* sourceware on search engines
@ 2010-11-10 7:16 Jonathan Larmour
2010-11-10 14:21 ` Frank Ch. Eigler
0 siblings, 1 reply; 7+ messages in thread
From: Jonathan Larmour @ 2010-11-10 7:16 UTC (permalink / raw)
To: overseers
I'm sure someone must have provided some rationale at some point which I
missed, but why aren't the sourceware web pages (particularly the mailing
list archives) indexed by search engines? Relying on sourceware's internal
search only seems very limiting.
If it's a general site-wide principle, can I opt my project out so that it
can be indexed?
Jifl
--
--["No sense being pessimistic, it wouldn't work anyway"]-- Opinions==mine
^ permalink raw reply [flat|nested] 7+ messages in thread
* Re: sourceware on search engines
2010-11-10 7:16 sourceware on search engines Jonathan Larmour
@ 2010-11-10 14:21 ` Frank Ch. Eigler
2010-11-11 17:59 ` Tom Tromey
0 siblings, 1 reply; 7+ messages in thread
From: Frank Ch. Eigler @ 2010-11-10 14:21 UTC (permalink / raw)

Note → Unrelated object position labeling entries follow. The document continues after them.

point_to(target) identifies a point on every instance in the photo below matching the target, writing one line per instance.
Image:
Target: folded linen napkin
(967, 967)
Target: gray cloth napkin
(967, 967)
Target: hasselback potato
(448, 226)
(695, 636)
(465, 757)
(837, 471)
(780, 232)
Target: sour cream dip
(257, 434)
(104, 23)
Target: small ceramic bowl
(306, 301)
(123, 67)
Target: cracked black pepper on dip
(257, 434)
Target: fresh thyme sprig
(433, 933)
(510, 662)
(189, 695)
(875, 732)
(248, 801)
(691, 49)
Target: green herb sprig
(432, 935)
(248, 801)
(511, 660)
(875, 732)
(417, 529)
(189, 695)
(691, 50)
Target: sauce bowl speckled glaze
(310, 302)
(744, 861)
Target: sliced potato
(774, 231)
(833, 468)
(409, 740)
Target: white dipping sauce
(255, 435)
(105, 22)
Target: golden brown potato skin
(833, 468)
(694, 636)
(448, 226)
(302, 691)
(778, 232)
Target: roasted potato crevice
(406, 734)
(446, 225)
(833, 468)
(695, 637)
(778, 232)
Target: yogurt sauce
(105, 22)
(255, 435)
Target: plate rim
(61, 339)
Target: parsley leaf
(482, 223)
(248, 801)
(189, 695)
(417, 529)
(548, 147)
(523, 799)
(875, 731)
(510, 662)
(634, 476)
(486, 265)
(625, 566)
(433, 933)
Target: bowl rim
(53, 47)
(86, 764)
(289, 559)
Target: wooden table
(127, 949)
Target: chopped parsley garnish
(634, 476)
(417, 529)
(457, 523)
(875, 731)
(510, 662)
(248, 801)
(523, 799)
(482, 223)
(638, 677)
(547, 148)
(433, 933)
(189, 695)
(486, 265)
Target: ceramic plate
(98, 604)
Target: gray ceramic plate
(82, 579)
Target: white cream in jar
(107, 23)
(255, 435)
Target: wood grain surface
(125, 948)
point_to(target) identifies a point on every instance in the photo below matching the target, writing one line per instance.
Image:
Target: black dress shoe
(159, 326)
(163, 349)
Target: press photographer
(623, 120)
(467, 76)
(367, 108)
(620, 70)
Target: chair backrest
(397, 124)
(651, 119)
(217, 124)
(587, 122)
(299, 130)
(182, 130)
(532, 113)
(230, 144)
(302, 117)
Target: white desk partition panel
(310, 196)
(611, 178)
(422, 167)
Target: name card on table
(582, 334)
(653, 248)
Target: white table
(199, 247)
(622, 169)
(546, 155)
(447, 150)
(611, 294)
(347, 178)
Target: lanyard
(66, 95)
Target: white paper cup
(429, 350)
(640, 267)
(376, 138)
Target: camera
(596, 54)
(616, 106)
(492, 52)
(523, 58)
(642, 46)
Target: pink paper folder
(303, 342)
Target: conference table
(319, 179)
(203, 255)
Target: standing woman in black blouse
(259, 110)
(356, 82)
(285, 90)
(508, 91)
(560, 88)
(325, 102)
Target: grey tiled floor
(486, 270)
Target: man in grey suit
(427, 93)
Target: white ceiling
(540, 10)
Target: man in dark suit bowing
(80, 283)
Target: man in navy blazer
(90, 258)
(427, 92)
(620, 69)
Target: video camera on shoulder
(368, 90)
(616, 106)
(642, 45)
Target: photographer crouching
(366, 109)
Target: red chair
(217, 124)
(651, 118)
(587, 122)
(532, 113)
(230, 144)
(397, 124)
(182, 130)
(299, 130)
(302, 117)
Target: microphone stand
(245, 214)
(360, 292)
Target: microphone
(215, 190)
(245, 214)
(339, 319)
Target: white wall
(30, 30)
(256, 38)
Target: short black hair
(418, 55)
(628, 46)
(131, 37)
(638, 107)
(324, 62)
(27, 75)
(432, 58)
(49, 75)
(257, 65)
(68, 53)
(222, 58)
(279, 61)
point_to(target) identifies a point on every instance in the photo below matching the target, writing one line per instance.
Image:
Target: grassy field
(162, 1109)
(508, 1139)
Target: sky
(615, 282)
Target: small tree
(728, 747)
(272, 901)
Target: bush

To: Jonathan Larmour; +Cc: overseers
Hi -
> I'm sure someone must have provided some rationale at some point which I
> missed, but why aren't the sourceware web pages (particularly the mailing
> list archives) indexed by search engines? [...]
They generally are indexed (not included in robots.txt). Can you give
an example of what you see missing?
- FChE
^ permalink raw reply [flat|nested] 7+ messages in thread
* Re: sourceware on search engines
2010-11-10 14:21 ` Frank Ch. Eigler
@ 2010-11-11 17:59 ` Tom Tromey
2010-11-11 18:06 ` Per Bothner
2010-11-11 18:09 ` Frank Ch. Eigler
0 siblings, 2 replies; 7+ messages in thread
From: Tom Tromey @ 2010-11-11 17:59 UTC (permalink / raw)
To: Frank Ch. Eigler; +Cc: Jonathan Larmour, overseers
>>>>> "Frank" == Frank Ch Eigler <fche@redhat.com> writes:
Frank> They generally are indexed (not included in robots.txt). Can you give
Frank> an example of what you see missing?
I've seen this too.
Almost any search that I would expect to hit on sourceware.org instead
pulls up results from elsewhere, often cygwin.ru.
E.g., search for "systemtap signedness roland" on Google.
This shows cygwin.ru, nabble.com, but not sourceware.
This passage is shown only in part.